Visual Studio 2010 CTP available: Including the Concurrency Runtime, Parallel Pattern Library and Asynchronous Agents Library!

In his blog post on Monday, Soma mentioned some of the great things happening at PDC 2008 and also announced the Visual Studio 2010 CTP. We’re very excited to announce that this CTP includes the Concurrency Runtime, the Parallel Pattern and Asynchronous Agents Libraries for C++ developers that we’ve mentioned here and on channel9 previously.

 

He also announced that the Visual Studio 2010 and .NET 4.0 include the Task Parallel Library, PLINQ and includes parallel profiling and debugging experiences that support both native and managed code.

 

The CTP is available as a VPC image and is available here:

https://connect.microsoft.com/VisualStudio/content/content.aspx?ContentID=9790

Getting started with the PPL and Agents Library: the walkthrough

Once you have the CTP running, getting started is relatively straightforward. Launch the Visual Studio 2010 CTP and click the link to the walkthroughs. There is one provided which shows a very simple example of using the Parallel Pattern Library and the Agents Library.

Here’s a snippet of that walkthrough, where a parallel_for is used to concurrently check a series of numbers for primality and then sends the prime numbers as a message to an agent. The agent in this example is responsible for inserting them into a vector.
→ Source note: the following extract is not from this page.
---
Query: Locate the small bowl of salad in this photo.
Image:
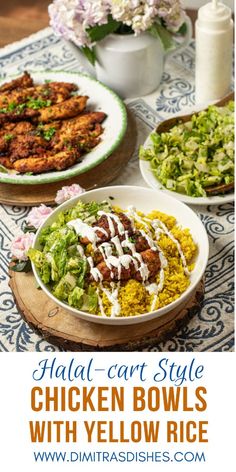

What’s important to take away from this example is how the agents functionality (send, receive and the unbounded_buffer) are used in conjunction with the parallel_for to insert data into a std::vector, which isn’t typically threadsafe. We accomplish this by separating the shared state and in this case the computationally expensive work (IsPrime is slow J) from the less expensive insert operation. It’s also interesting to note, that It may be also useful to just leave those messages in the unbounded_buffer since it supports enqueue and dequeue operations, but in this case we’re assuming there is a need for the random access iteration that std::vector provides.

 

Here’s the virtual ‘run’ method in the derived ConsumerAgent class below which waits for messages being sent to a message block and then inserts them into a std::vector v:

    virtual bool run(){

        int curValue;

        while(true){

            curValue = receive(buf_);

            //use -1 to signal exit

            if (curValue == -1)

                break;

            v_.push_back(curValue);

        };

        return true;

    };

 

And here’s the code which iterates over the range of numbers and sends messages for the agent to process. Note that I’m using a C++ lambda for the body of the loop.

 

    std::vector<int> v;

    unbounded_buffer<int> intBuf;

 

    ConsumerAgent myAgent(v,intBuf);

    myAgent.start();

 

    parallel_for(1,count,1,[&](int i){

        if (IsPrime(i))

            send(intBuf,i);

    });

    //use -1 to signal exit

    send(intBuf,-1);

    myAgent.wait();

 

    printf("Found %d prime numbers in parallel\n",v.size());

 

The full example is provided in the walkthrough.

What’s in the CTP: Parallel Pattern Library, Asynchronous Agents Library, Concurrency Runtime

The classes and APIs in the Parallel Pattern Library and Asynchronous Agents Library are in the header files ppl.h and agents.h respectively and all of the APIs are currently in the Concurrency namespace. The Concurrency Runtime itself and the load-balancing scheduler are included as binary code and part of msvcr100.dll in the CTP. Here’s a brief list of the header files and major APIs in each one.

 

ppl.h: includes parallel_for, parallel_for_each, parallel_invoke, task_group and task_handle

agents.h: includes unbounded_buffer<T>, overwrite_buffer<T>, and the send and receive helper methods. call<T> and transform<Input,Output> and the abstract agent class are also included.

concrt.h: includes APIs for interacting with the scheduler. Note that that it isn’t necessary to interact with the scheduler when you use the APIs and classes in ppl.h or agents.h an implicit scheduler will be created on demand.

 

I’ll try to take some time over the next couple of days to provide a few examples using each of these APIs on this blog and if you’re at the PDC this week, stop by the Parallel Computing Platform Teams’ booth. We’d love to hear from you.